Economic Update | Higher Mortgage Rates…For Now

submitted by
Uric Dufrene, Ph.D., Sanders Chair in Business, Indiana University Southeast

As last year ended, the market was expecting several rounds of interest rate cuts. The Fed alone had indicated it would reduce rates three separate times over 2024, and the market was expecting double that. It was around October of 2023 that Fed Chair Jerome Powell uttered that the Fed was about done hiking rates. Equity markets rejoiced and began a 4th quarter surge. From October 2023 to March 2024, the S&P 500 added more than 300 points, increasing by about 28%. The tech-heavy NASDAQ increased by 30%. Since late March and through April, we’ve seen an abrupt reversal. The S&P 500 trimmed 5.5% and the NASDAQ is already down 7%. The culprit is linked to inflation. 

Higher inflation puts upward pressure on the 10-Year Treasury yield, the benchmark for consumer financing costs, including mortgages. In early 2024,  the yield had declined to 3.88 percent. After a series of higher-than-expected inflation reports, the 10-Year Treasury yield is almost hitting 5%, closing at 4.61% last week. Higher rates are supposed to suppress demand because it ultimately affects the cost of financing for both business and consumer loans, including mortgages.    

After hitting almost 8% for a 30-year mortgage in October 2023, mortgage rates had been on a decline since then and hit a recent low of 6.7% in late 2023.  Since the higher-than-expected inflation reports and the upward trajectory of the 10-year Treasury yield, mortgage rates have been climbing since December and have since crossed 7% in April. Excluding the time when rates surpassed 7% late last year, 7% mortgages last appeared in the early 2000s. Rates remaining above 7% will adversely impact building activity, exacerbating the housing supply problem, and placing continued upward pressures on home prices. One of the key reasons for higher inflation is linked to housing, with the last CPI report showing the cost of shelter increasing by 5.7% from the previous year. 

Another reason for higher rates is a continued strong economy. Inflation pressures remain, but higher yields are also driven by a very resilient macroeconomy, driven by the consumer. The last retail sales report showed strong continued spending by consumers, placing additional upward pressure on the 10-year yield.
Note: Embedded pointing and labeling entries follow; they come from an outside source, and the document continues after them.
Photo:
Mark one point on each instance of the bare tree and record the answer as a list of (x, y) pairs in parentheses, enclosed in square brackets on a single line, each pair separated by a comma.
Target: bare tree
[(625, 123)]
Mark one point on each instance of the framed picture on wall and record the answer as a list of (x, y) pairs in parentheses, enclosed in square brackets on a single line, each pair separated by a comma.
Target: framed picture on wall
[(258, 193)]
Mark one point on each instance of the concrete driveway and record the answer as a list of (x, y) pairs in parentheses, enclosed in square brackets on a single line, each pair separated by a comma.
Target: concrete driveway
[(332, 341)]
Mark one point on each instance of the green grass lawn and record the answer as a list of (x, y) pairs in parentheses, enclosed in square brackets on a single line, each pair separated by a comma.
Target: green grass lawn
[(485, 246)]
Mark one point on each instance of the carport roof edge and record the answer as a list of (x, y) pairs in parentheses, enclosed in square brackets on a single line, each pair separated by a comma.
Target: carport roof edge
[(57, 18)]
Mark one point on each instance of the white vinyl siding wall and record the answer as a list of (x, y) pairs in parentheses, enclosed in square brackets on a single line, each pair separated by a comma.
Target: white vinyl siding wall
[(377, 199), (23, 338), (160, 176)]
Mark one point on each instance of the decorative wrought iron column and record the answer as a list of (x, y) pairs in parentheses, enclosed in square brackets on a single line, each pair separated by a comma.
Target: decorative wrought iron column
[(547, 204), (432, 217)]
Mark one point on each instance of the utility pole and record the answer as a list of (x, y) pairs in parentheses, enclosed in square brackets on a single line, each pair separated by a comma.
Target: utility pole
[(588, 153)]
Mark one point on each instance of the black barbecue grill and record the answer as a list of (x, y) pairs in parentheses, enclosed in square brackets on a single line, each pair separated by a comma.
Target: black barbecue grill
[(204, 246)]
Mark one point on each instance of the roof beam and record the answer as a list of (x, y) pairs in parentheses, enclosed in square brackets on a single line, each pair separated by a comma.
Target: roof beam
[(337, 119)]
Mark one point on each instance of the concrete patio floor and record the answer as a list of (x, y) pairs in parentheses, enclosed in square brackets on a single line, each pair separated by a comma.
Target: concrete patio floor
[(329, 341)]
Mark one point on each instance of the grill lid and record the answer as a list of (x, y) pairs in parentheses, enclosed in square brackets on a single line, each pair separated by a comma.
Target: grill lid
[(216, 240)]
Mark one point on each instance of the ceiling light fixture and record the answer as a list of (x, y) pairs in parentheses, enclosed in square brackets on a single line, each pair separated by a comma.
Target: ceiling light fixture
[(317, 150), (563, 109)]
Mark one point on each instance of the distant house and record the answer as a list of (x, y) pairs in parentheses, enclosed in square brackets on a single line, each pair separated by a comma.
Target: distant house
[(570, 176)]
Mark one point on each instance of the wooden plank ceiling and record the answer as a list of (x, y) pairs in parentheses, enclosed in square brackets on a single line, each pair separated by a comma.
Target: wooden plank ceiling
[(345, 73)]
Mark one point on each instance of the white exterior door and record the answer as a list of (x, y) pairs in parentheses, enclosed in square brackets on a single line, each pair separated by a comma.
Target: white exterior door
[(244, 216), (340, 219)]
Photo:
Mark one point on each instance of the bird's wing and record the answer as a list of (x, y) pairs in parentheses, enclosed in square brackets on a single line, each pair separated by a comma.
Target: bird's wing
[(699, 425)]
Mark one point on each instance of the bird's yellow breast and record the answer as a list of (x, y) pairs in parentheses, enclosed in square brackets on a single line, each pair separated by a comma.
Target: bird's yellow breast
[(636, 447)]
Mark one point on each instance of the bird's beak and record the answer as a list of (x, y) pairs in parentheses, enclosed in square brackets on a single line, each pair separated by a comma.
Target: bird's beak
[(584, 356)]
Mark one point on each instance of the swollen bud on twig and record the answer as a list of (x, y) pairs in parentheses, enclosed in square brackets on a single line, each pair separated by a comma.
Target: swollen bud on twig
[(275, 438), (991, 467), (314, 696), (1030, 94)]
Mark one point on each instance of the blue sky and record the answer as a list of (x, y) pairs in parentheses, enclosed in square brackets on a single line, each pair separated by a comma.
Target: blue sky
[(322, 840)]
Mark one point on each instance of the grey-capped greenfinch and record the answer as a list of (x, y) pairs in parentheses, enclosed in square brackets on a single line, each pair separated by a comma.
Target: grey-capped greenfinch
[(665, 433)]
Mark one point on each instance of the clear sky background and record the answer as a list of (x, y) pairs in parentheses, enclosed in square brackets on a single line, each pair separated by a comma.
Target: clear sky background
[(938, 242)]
While consumers continue to spend, there are emerging signs of distress.  Delinquencies on credit cards are the highest since 2012, and consumer loan delinquencies now exceed the pre-pandemic level.   Thirty days past due delinquencies for 30-year mortgages have also been increasing since hitting a bottom in June 2021, and are at the highest in four years.

The preferred Fed inflation gauge will be out this month, and the FactSet consensus is for a year-over-year rate of 2.6%, with a core (inflation minus the cost of food and energy) reading of 2.7%. If actual rates come in higher than expected, we can expect significant additional stock market choppiness and additional upward pressures on the 10-year yield.  If it is indeed a hotter number, we will see a growing narrative for another rate hike this year, and equity markets will shed additional losses. 

What will it take to reverse the recent climbs of the 10-year yield? A weak employment report would be a significant boost to lower rates, along with softer inflation readings. Weaker average hourly earnings increases, along with a reduction in the number of job openings would also work to reverse the climb of the 10-year. All this sounds like bad news, and that is exactly what markets would like to see.  Bad news would put the Fed back on a schedule of rate reductions, and markets would rally. The best combination is weaker inflation reports, along with employment that remains resilient. This would put the nation’s economy back on track for a soft landing.